Although the patient noted improvement of multiple features on his combined bupropion 300 mg q.a.m., amphetamine–dextroamphetamine extended release 20 mg q.a.m., and buspirone 15 mg b.i.d. regimen, lamotrigine was initiated to better treat his bipolar disorder. The patient responded well to lamotrigine slow titration with resolution of remaining depressive features. At this juncture, with continuing stabilisation, the patient acknowledged long-standing PTSD, which he felt could finally be addressed in his ongoing CBT (this patient was in therapy prior to and throughout treatment by the psychiatrist).

Concomitantly, the patient was evaluated by a breast surgical oncologist, who concluded that the patient had drug-induced gynecomastia. A repeat testosterone level was 413 ng/dL. Buspirone was again titrated down to 15 mg q.d. with minimal gynecomastia compared with higher doses and no tenderness; however, he also had recurrent discontinuation features and dental pain. Thereafter, buspirone was gradually discontinued (10 mg/day, 7.5 mg/day, 5 mg/day and 2.5 mg/day). With each step, the patient noted dental pain which persisted for 1 week. Of note, the other discontinuation features lasted for several weeks after final titration. Off buspirone, the patient commented on subjective total resolution of gynecomastia; however, a repeat mammogram revealed minimal bilateral gynecomastia. The patient was again evaluated by the same breast oncologist, who noted no gynecomastia on physical examination and considered the current mammogram to be benign.

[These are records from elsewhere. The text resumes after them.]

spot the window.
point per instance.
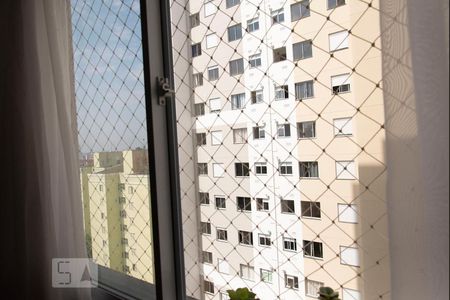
(216, 138)
(311, 209)
(213, 73)
(242, 169)
(257, 96)
(281, 92)
(222, 234)
(278, 16)
(236, 67)
(247, 272)
(205, 228)
(345, 170)
(202, 168)
(348, 213)
(343, 127)
(234, 32)
(300, 10)
(288, 206)
(284, 130)
(220, 202)
(238, 101)
(312, 288)
(208, 286)
(215, 105)
(218, 170)
(245, 238)
(340, 83)
(253, 25)
(261, 168)
(196, 50)
(264, 240)
(207, 257)
(199, 109)
(201, 139)
(244, 203)
(312, 249)
(309, 169)
(304, 90)
(286, 168)
(240, 135)
(195, 20)
(290, 244)
(291, 281)
(262, 204)
(211, 40)
(204, 198)
(279, 54)
(335, 3)
(338, 40)
(302, 50)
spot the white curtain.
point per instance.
(41, 214)
(415, 79)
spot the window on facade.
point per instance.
(236, 67)
(242, 169)
(312, 249)
(302, 50)
(244, 203)
(304, 90)
(300, 10)
(311, 209)
(309, 169)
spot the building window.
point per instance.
(302, 50)
(238, 101)
(304, 90)
(196, 50)
(261, 168)
(222, 235)
(240, 135)
(291, 282)
(345, 170)
(202, 168)
(311, 209)
(205, 228)
(309, 169)
(244, 203)
(277, 16)
(312, 288)
(236, 67)
(201, 139)
(204, 198)
(338, 40)
(253, 25)
(284, 130)
(300, 10)
(242, 169)
(290, 244)
(262, 204)
(213, 73)
(306, 130)
(288, 206)
(343, 127)
(234, 32)
(340, 83)
(313, 249)
(195, 20)
(245, 238)
(335, 3)
(220, 202)
(279, 54)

The patient remains stabilised with the following psychotropic regimen: bupropion 300 mg q.a.m., amphetamine–dextroamphetamine extended release 20 mg q.a.m., lamotrigine 150 mg q.h.s. and lorazepam 1 mg t.i.d. p.r.n..

Discussion

This unique case permits discussion of different aspects of patient symptom reporting, early-onset bipolar disorder with delayed treatment/diagnosis, bipolar disorder with comorbidities, rational polypharmacy, gynecomastia, discontinuation syndrome and determination of possible/probable adverse effect causation.

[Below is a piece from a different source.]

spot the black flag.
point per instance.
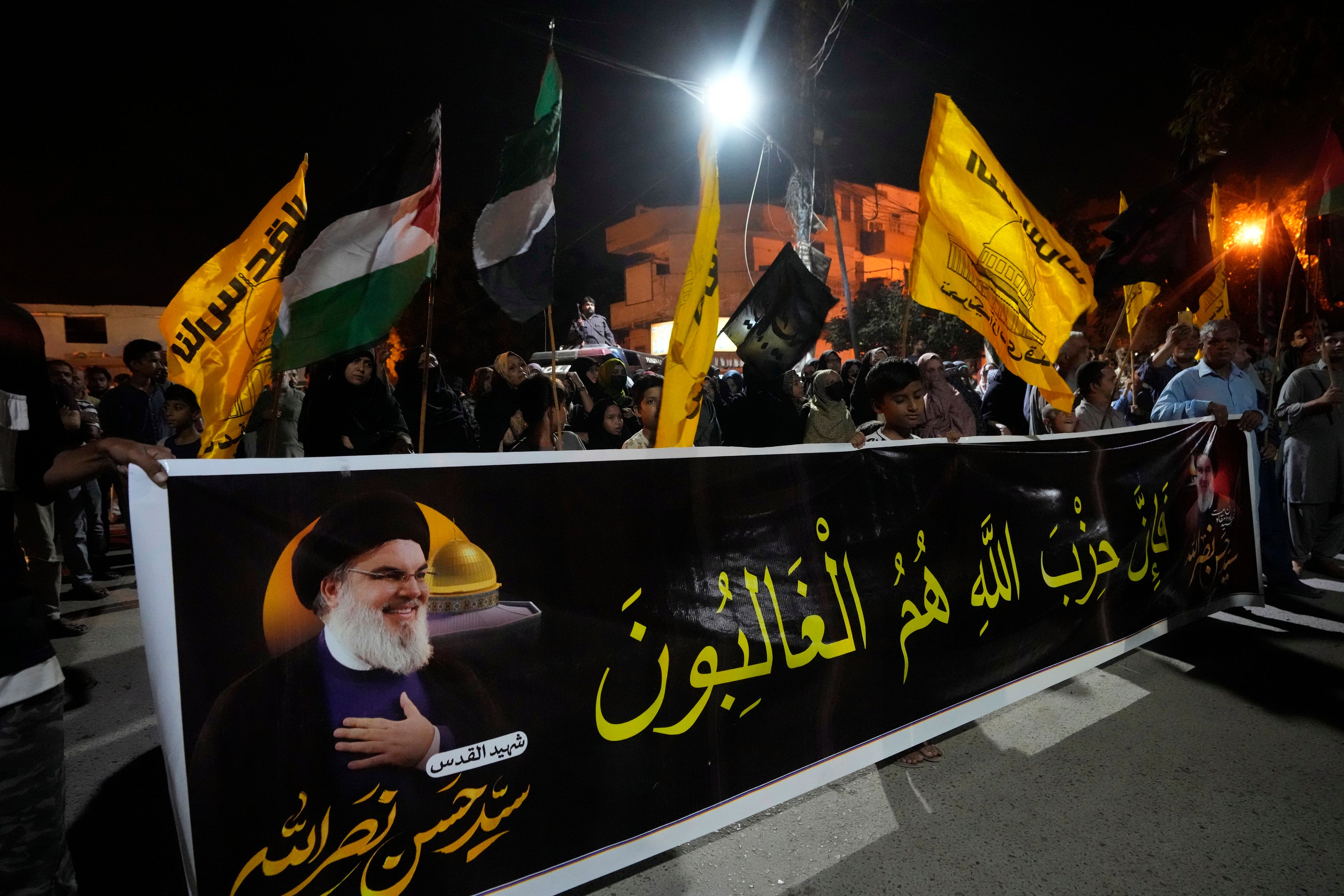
(1280, 274)
(781, 317)
(1163, 240)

First, this case is consistent with general clinical practice, wherein historical symptoms and even prior diagnoses may not be reported during an appropriate comprehensive initial evaluation and are only retrospectively acknowledged over a naturalistic treatment course. Specifically, this patient described an MDE consistent with a major depressive disorder during his evaluation; he only later revealed earlier onset of bipolar features resulting in the corrected mood disorder diagnosis: bipolar disorder NOS. Delay in reporting both current and historical symptoms may result in inappropriate treatments. Thus, it is important for clinicians to periodically reassess symptom history and review potential alternative diagnoses in treatment-refractory patients, as well as those patients with only partial response to adequate pharmacotherapy.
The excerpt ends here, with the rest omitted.